From the 2014 event the bi-annual European Route 66 Festivals were launched. Also, the first European Route 66 Tour, the installation of electric vehicle charging stations along Route 66, and bricks on 66 programs as funding mechanisms for community revitalization in several towns stemmed from this festival in Kingman. The Beale Celebrations building housed an unprecedented display of Route 66 authors an artists. All of these components are now being rolled into an exciting initiative that is focused on 2026, the centennial year for Route 66.
With Kingman as the center, Route 66 centennial programs and projects for the highway corridor in the southwest are being planned and developed. Even though the centennial of the storied highway is just over seven years in the future, many communities and the State of Illinois have launched planning committees. A centennial bill is also working its way through the Congress. The Route 66 Road Ahead Partnership, the organization that is leading the initiative to have Route 66 designated a National Historic Trail is also preparing centennial projects.
In Kingman, a grassroots initiative is developing a planning committee of its own that includes an educational component that will provide communities with the tools needed to link preservation with economic development, create tourism initiatives based on the countdown to the centennial, and use the international interest in Route 66 as means of highlighting a towns unique attributes to travelers. The ambitious endeavor is being spearheaded by Jim Hinckley, author of The Route 66 Encyclopedia, Ghost Towns of Route 66, and Travel Route 66.

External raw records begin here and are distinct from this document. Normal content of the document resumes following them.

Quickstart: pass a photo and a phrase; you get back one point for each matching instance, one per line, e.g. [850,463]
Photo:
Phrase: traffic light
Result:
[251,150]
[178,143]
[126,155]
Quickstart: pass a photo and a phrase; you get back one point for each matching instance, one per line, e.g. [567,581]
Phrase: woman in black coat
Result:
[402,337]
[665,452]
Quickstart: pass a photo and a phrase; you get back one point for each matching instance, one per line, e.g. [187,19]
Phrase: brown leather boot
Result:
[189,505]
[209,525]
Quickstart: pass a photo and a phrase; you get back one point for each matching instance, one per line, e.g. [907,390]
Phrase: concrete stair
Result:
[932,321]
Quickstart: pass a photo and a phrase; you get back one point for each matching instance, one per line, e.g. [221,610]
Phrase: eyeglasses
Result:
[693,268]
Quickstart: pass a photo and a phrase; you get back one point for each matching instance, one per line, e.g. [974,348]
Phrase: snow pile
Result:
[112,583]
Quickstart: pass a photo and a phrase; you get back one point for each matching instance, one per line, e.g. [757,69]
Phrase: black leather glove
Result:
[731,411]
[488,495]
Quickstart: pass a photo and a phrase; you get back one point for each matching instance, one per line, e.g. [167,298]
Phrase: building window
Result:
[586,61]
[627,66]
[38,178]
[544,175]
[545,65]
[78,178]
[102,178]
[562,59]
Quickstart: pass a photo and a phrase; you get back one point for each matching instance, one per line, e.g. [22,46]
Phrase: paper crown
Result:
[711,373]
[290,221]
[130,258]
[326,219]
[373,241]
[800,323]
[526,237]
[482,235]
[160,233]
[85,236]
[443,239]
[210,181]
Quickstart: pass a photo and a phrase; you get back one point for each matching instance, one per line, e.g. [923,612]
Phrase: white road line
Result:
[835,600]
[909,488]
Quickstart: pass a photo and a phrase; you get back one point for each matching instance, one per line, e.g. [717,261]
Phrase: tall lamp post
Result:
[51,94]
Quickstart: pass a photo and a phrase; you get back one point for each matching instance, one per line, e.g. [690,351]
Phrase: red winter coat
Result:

Of course any event or festival such as the centennial celebration or a western version of the Miles of Possibility Conference would center on the renovated Beale Celebrations event center. With its central location in the historic business district, the event center is ideally suited for presentations, a display of authors and artists, or workshops.
These events might be the ghost of Christmas future. Meanwhile the event center will grow in popularity as people discover its is the perfect venue for conferences, weddings, or conventions.